Currently, ten strains/isolates of BATV with complete genomes are available in GenBank. However, only eight of these sequences can be attributed to Batai orthobunyavirus sp. according to the current demarcation criteria. These strains/isolates are BATV strain NM/12 (ac. no. KJ187038-KJ187040), isolated in China in 2012 from cattle [33]; BATV strain Chittoor IG-20217 (ac. no.
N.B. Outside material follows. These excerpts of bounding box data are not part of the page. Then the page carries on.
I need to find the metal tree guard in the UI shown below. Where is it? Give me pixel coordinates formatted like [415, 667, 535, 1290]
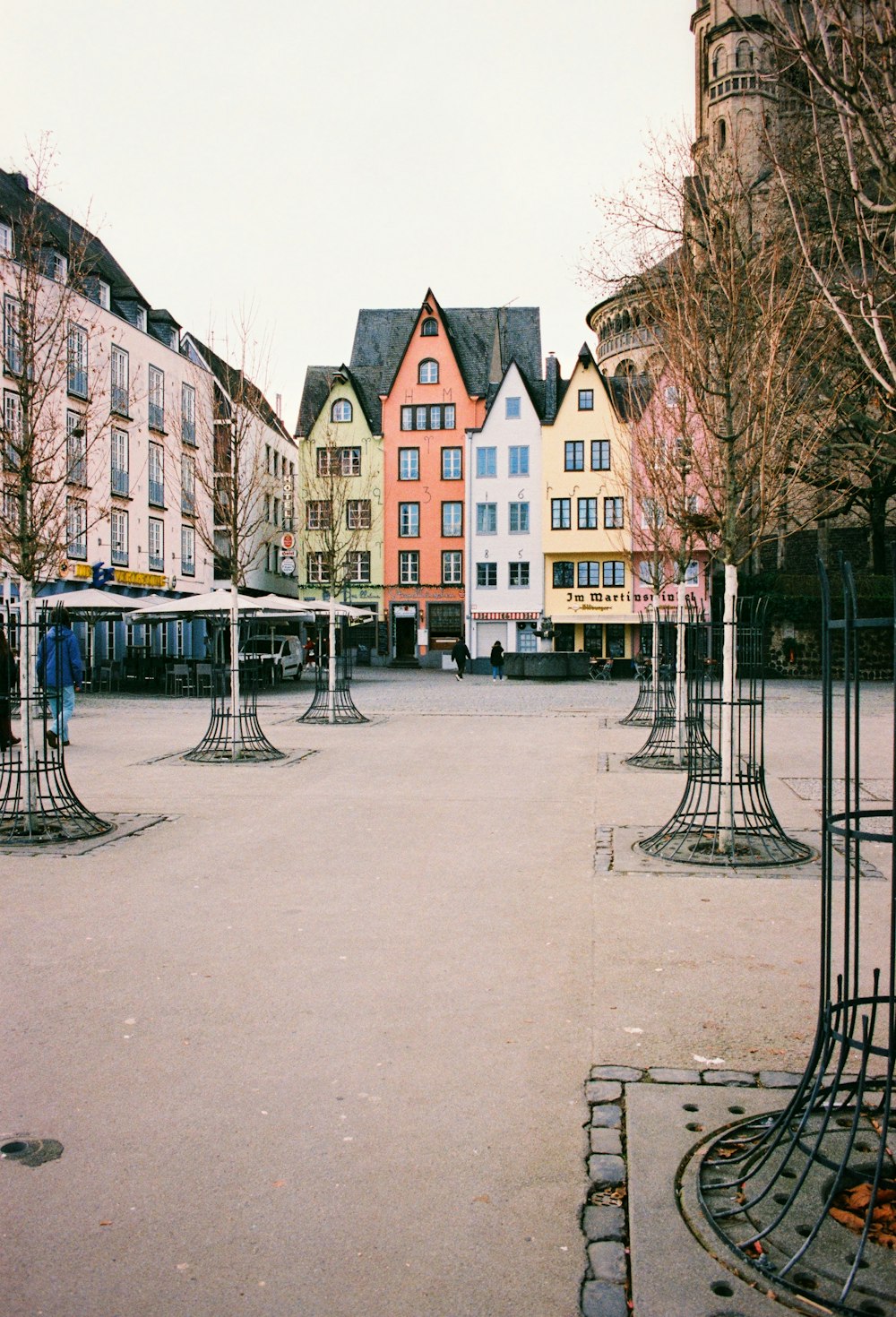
[183, 624, 286, 764]
[638, 599, 812, 868]
[626, 597, 714, 770]
[698, 565, 896, 1317]
[0, 600, 115, 846]
[297, 617, 369, 723]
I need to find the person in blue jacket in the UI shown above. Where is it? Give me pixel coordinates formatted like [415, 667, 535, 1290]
[37, 607, 84, 749]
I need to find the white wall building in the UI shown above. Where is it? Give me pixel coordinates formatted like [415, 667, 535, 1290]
[467, 362, 549, 658]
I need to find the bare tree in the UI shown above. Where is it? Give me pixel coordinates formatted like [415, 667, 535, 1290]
[300, 408, 373, 722]
[0, 141, 111, 813]
[764, 0, 896, 407]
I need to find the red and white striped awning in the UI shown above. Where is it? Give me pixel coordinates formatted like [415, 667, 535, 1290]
[471, 613, 541, 622]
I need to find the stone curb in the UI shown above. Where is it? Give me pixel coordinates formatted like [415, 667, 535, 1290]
[580, 1065, 803, 1317]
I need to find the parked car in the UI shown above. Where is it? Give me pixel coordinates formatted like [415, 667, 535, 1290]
[240, 636, 302, 681]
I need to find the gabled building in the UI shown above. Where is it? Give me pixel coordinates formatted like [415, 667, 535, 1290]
[295, 365, 383, 620]
[467, 357, 559, 658]
[179, 333, 297, 594]
[349, 291, 541, 665]
[541, 344, 638, 658]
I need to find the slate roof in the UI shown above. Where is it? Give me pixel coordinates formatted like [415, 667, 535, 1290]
[295, 365, 382, 439]
[349, 294, 541, 398]
[0, 170, 149, 309]
[190, 331, 292, 441]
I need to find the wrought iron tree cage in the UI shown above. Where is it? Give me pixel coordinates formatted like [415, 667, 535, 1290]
[183, 622, 286, 764]
[639, 598, 812, 868]
[0, 600, 115, 846]
[299, 617, 367, 723]
[697, 565, 896, 1317]
[619, 616, 656, 727]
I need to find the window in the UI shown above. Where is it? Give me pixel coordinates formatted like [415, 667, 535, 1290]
[68, 324, 87, 398]
[180, 526, 196, 575]
[3, 390, 22, 471]
[398, 448, 420, 481]
[398, 549, 420, 585]
[66, 411, 87, 485]
[507, 443, 529, 476]
[563, 439, 585, 471]
[442, 448, 464, 481]
[507, 504, 529, 535]
[3, 297, 22, 375]
[476, 448, 498, 479]
[305, 498, 330, 530]
[149, 516, 165, 572]
[111, 344, 131, 417]
[66, 498, 87, 560]
[109, 507, 128, 568]
[579, 498, 597, 530]
[345, 549, 370, 585]
[307, 553, 330, 585]
[402, 403, 456, 429]
[591, 439, 610, 471]
[442, 549, 464, 585]
[180, 453, 196, 516]
[149, 443, 165, 507]
[345, 498, 370, 530]
[149, 366, 165, 431]
[109, 428, 129, 498]
[476, 504, 498, 535]
[180, 384, 196, 446]
[398, 504, 420, 540]
[442, 504, 464, 540]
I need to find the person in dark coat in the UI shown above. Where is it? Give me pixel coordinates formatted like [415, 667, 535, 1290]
[451, 637, 473, 681]
[37, 607, 84, 749]
[0, 622, 20, 749]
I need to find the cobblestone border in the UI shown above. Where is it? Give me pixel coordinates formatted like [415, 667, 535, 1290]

JX846598-JX846600), isolated in India in 1957 from Anopheles barbirostris sp.; BATV strain MM2222 (ac. no. JX846595-JX846597), isolated in Malaysia in 1955 from Culex gelidus sp.; BATV strain UgMP-6830 (ac. no. JX846601-JX846603), isolated in Uganda from Aedes abnormalis sp. [34]; BATV strain CVOV 41.3 (ac no KM507321-KM507323), isolated in Australia in 2013 from Anopheles maculipennis sp.; BATV strain Italy-2009 (ac. no. KC168046-KC168048), isolated in Italy in 2009 from Anopheles maculipennis complex mosquitoes [35]; BATV isolate PV424 (ac. no. MH299972-MH299974), isolated in Germany in 2016 from the seal species Phoca vitulina [36]; and BATV isolate ZJ2014 (ac. no. KU746869-KU746871), isolated in China in 2014 from the duck species Cairina moschate [37].
In addition to these, five strains/isolates of CVOV isolated from Anopheles maculipennis s.l. mosquitoes should be considered representatives of Batai orthobunyavirus sp.: CVOV strain 8020 (ac. no. KJ542630-KJ542632) and CVOV strain 840 (ac. no. KJ542633-KJ542635), both isolated in Slovakia in 1975; CVOV strain JAn (MS3) (ac. no. KJ542627- KJ542629), isolated in Croatia in 1969; CVOV strain 134 (ac. no. KJ542624-KJ542626), isolated in the Czech Republic in 1963 [9]; and CVOV strain 138-pool 468 (ac. no. KC608155-KC608157), isolated in Yugoslavia in 1983 in the territory of present-day Croatia [13]. BATV strains MS50 and K10441 should not be attributed to Batai orthobunyavirus sp. because they share less than 81% and 93% L segment aa identities with other strains/isolates of the species, respectively.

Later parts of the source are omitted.